I'm using this class in the context of a two-dimensional finite element code. When discretized, the partial differential equation reduces to a sparse matrix system. Because 'sparse' stores the data in a dictionary, the size of the problem need not be known before hand (the sparse matrix elements are filled up along the way). For such problems, the resulting matrix tends to be extremely sparse so that there is little advantage in storing data contiguously in memory; the dictionary random based storage turns out to be appropriate.

'sparse' in conjunction with 'vector' (also available as a Python recipe) supports many matrix-vector operations (+, dot product etc) as well as elementwise operations (sin, cos, ...). Thus, in order to use 'sparse' you will need to download 'vector'. 'sparse' comes in addition with a method for solving linear matrix systems based on the conjugate gradient method.

If you want a picture of your matrix using Tkinter, I suggest that you also download 'colormap'.

Just type in 'python sparse.py' to test some of sparse's functionality.

PS This version uses Python 2.2's new feature for deriving a class from a dictionary type. It also runs significantly faster than the previously posted version, thanks to the use of map/reduce and lambda.

--Alex.

5 comments

Brett Morgan 22 years, 6 months ago  # | flag

Uhh Source Code? Where'd the code go? -- Brett Morgan

Pierre Johnson 21 years, 9 months ago  # | flag

great work! This is great stuff!

Just a little note. Line that reads import sparse isn't needed.

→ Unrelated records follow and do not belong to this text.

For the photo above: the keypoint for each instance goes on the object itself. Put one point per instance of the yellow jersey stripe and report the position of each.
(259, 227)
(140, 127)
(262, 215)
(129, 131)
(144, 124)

Anand 20 years, 6 months ago  # | flag

Cool stuff. This is really cool stuff. I suggest that it

be made into a python module. Probably too big

for the Cookbook... ;-)

-Anand

Frank Horowitz 20 years, 1 month ago  # | flag

Typo? I think there's a typo in __mul__; the res = csparse() should be res = sparse(), no?

You're right. Thanks for spotting this typo. --Alex.